How to direct contemplation in the liturgy? Use motets or anthems, which the congregation doesn’t sing. According to the Canadian Encyclopedia, ‘their function is partly decorative – e.g., to dispel tedium and enhance contemplation during the collection of the offering – and partly provocative, useful at points of rest or suspension in the liturgy to engage the congregation’s religious imagination at the highest musical level.’ Motets and anthems can often be drawn from the words of Holy Scripture itself without recourse to funky songs.
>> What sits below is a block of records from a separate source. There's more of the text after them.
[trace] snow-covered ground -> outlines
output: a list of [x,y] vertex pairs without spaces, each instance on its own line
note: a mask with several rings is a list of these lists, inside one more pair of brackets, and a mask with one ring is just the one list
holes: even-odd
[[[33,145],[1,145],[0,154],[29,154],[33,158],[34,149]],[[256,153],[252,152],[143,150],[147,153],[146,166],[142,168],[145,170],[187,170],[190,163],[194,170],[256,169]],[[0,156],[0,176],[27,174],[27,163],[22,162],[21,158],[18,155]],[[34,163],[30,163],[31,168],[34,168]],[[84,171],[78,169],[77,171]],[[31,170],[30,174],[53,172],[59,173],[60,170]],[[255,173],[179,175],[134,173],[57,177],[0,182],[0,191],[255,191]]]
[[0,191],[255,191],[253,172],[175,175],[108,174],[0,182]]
Here’s one motet by Gombert, from the Psalms (119.143; 116.3b–4a; 25.17; 40.3; Protestant numbering):
Tribulatio et angustia invenerunt me:
Tribulation and worry have come over me:
quia mandata tua meditatio mea est.
for my thoughts are of your commandments.
Tribulationem et dolorem inveni:
I have come upon tribulation and sorrow:
et nomen Domini invocavi.
and I have called upon the name of the Lord.
Tribulationes cordis mei multiplicatae sunt:
The tribulations of my heart have multiplied:
de necessitatibus meis erue me,
drag me from my desperation,
ut educas me de lacu inferni et de luto faecis.
so that you may lead me from the hellish lake and the fetid mud.